Advertising without posters is like fishing without worms.
--The Hatch Brothers
Hatch Show Print of
Nashville,
Tennessee, is one of the
United States' oldest continually operating
letterpress printers, often associated with
country music.
C. R. and H. H. Hatch started the business in 1879, printing handbills and
posters for vaudeville, minstrel and gospel shows. (Nashville in the 1880s had 16 vadueville theatres,
and was a headquarters for both black and white vaudeville booking circuits). They later branched into
advertising materials for the Negro Baseball
League and the Grand Ole Opry.
Hatch Show Print posters come in all sizes, but many are typically 14 by 22 inch cards (used for window display). The shop still prints its posters with 15th century technology on 19th century printing presses, which use handset metal or wood type and hard-carved wood blocks as printing plates. You can recognize a Hatch poster by its wood block style of art: bold colors (usually only one, two, or three colors of ink; solid, heavy fonts, and thick lines in the artwork (Posters are carved out of one big block of wood) that reveal, on closer inspection, distress marks from of the wood presses, and slight imperfections in the typesetting that stand out in an age of digital perfection.
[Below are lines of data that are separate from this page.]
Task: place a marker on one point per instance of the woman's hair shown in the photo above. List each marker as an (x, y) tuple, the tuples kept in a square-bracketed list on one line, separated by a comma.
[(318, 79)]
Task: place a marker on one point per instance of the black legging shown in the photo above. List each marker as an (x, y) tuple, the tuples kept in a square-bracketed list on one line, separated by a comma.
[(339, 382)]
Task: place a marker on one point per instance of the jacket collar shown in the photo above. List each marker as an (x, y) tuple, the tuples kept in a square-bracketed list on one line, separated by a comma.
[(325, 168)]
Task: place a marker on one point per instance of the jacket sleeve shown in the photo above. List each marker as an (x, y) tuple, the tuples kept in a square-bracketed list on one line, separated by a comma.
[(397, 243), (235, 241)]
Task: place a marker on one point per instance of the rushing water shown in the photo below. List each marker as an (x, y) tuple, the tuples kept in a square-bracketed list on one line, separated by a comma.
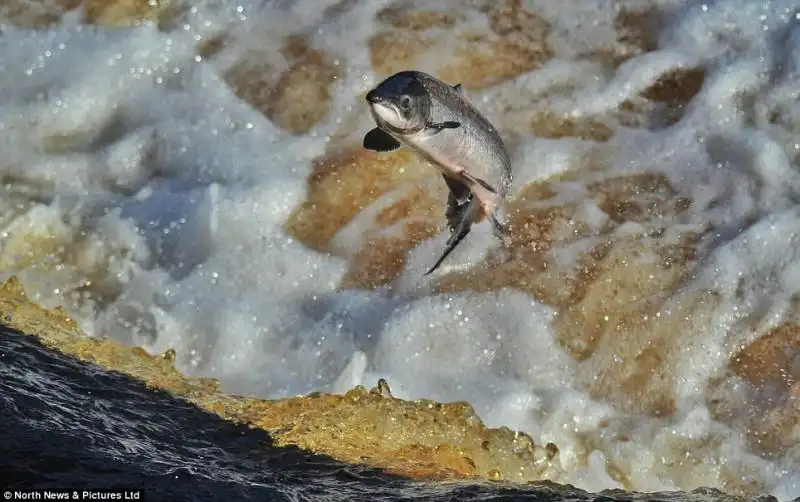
[(68, 425), (150, 173)]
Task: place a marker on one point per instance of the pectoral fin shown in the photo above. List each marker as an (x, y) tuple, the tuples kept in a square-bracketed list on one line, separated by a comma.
[(440, 126), (380, 141)]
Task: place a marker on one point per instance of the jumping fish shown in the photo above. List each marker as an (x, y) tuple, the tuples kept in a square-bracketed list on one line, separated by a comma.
[(435, 119)]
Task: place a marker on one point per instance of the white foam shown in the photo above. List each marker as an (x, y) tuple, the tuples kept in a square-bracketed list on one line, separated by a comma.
[(170, 194)]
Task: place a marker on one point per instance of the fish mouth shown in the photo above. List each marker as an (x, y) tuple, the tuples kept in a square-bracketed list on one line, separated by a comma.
[(375, 97)]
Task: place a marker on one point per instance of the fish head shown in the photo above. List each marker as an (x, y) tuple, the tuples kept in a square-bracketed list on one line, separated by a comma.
[(400, 104)]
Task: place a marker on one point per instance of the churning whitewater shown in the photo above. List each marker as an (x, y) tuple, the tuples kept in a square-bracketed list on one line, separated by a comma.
[(200, 184)]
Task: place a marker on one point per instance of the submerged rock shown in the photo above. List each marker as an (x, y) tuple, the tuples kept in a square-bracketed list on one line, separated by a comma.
[(421, 439)]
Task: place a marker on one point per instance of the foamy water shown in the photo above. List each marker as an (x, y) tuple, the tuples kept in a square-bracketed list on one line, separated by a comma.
[(143, 193)]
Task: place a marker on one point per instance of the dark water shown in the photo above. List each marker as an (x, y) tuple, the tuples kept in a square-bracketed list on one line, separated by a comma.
[(65, 424)]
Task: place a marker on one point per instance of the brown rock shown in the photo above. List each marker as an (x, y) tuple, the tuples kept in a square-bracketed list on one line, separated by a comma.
[(771, 358), (35, 14), (514, 43), (299, 98), (421, 439), (124, 12)]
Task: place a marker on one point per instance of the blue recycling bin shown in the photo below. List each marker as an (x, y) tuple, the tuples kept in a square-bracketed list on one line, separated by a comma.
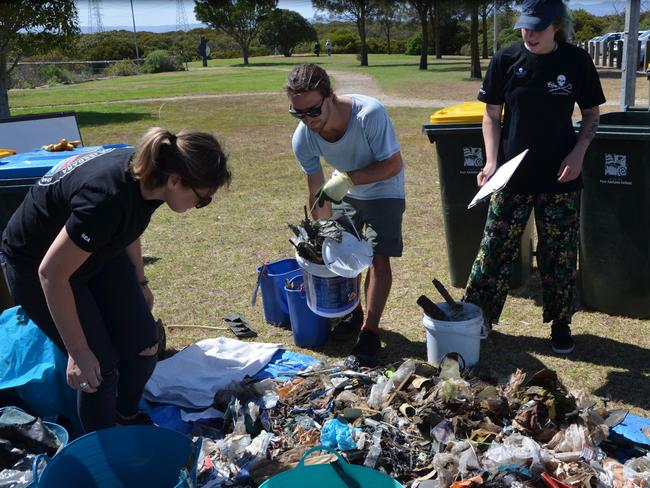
[(308, 329), (17, 175), (274, 297)]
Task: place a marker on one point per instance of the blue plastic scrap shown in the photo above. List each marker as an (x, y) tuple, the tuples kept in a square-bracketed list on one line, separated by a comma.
[(337, 435)]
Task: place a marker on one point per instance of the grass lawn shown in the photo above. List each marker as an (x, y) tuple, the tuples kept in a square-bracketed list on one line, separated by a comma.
[(202, 263)]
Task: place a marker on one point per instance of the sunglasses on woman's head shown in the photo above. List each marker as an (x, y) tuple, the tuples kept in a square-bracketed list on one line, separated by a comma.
[(310, 112), (203, 201)]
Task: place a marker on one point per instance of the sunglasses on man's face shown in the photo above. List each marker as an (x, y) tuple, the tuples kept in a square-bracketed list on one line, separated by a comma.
[(310, 112), (203, 201)]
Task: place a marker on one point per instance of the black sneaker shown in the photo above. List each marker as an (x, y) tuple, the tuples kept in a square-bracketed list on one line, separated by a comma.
[(349, 326), (140, 418), (561, 340), (368, 344)]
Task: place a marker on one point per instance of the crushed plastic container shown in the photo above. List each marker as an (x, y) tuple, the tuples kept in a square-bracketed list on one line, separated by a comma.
[(456, 130)]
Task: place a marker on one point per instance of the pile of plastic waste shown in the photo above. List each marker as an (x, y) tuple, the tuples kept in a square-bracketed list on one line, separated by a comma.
[(424, 426)]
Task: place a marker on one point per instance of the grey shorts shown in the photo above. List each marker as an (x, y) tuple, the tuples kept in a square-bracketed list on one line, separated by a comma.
[(379, 220)]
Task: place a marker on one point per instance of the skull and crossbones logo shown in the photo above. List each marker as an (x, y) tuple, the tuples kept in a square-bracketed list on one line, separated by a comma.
[(561, 87)]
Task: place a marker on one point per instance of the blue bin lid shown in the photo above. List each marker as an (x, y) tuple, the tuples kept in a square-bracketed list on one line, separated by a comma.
[(35, 164)]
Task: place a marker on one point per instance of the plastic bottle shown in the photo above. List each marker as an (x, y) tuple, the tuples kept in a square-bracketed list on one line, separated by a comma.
[(375, 449)]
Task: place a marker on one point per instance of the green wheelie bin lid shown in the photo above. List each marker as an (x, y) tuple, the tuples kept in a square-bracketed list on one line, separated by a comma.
[(615, 217)]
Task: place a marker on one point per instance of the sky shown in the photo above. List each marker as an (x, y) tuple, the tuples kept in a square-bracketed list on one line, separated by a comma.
[(157, 13), (160, 12)]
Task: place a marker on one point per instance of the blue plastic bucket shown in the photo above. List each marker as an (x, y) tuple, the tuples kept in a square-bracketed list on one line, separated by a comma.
[(132, 456), (328, 294), (274, 298), (309, 329)]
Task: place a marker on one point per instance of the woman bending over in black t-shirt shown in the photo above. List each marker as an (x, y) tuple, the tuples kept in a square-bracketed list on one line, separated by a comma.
[(537, 84), (71, 254)]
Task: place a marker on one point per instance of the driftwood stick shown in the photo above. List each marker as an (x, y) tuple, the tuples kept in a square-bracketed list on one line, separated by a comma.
[(183, 326)]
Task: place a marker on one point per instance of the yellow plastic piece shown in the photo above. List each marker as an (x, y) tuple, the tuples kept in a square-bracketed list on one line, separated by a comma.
[(62, 145), (466, 112)]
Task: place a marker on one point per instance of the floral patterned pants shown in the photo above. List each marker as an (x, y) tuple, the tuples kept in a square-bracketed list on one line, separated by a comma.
[(557, 222)]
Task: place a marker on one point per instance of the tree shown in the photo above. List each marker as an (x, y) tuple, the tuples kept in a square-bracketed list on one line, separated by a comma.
[(586, 25), (239, 19), (435, 19), (388, 13), (29, 27), (286, 29), (475, 70), (422, 8), (359, 11)]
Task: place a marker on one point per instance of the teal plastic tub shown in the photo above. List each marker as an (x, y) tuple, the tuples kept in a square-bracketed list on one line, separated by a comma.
[(132, 456), (340, 474)]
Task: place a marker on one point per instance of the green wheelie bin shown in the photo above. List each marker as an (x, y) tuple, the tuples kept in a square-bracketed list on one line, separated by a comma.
[(456, 130), (615, 217)]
While artists like Hank Williams, Sr., Bill Monroe, and Johnny Cash would use Hatch posters for promotion on the road, today artists like Elvis Costello, Beck, or the Beastie Boys will commission Hatch Show Print to make CD covers or limited edition souvenirs when they play Nashville.
Hatch Show Print is currently owned by the Country Music Foundation. Their shop, at 316 Broadway in Nashville, is a great place to pick up a piece of Americana for your wall.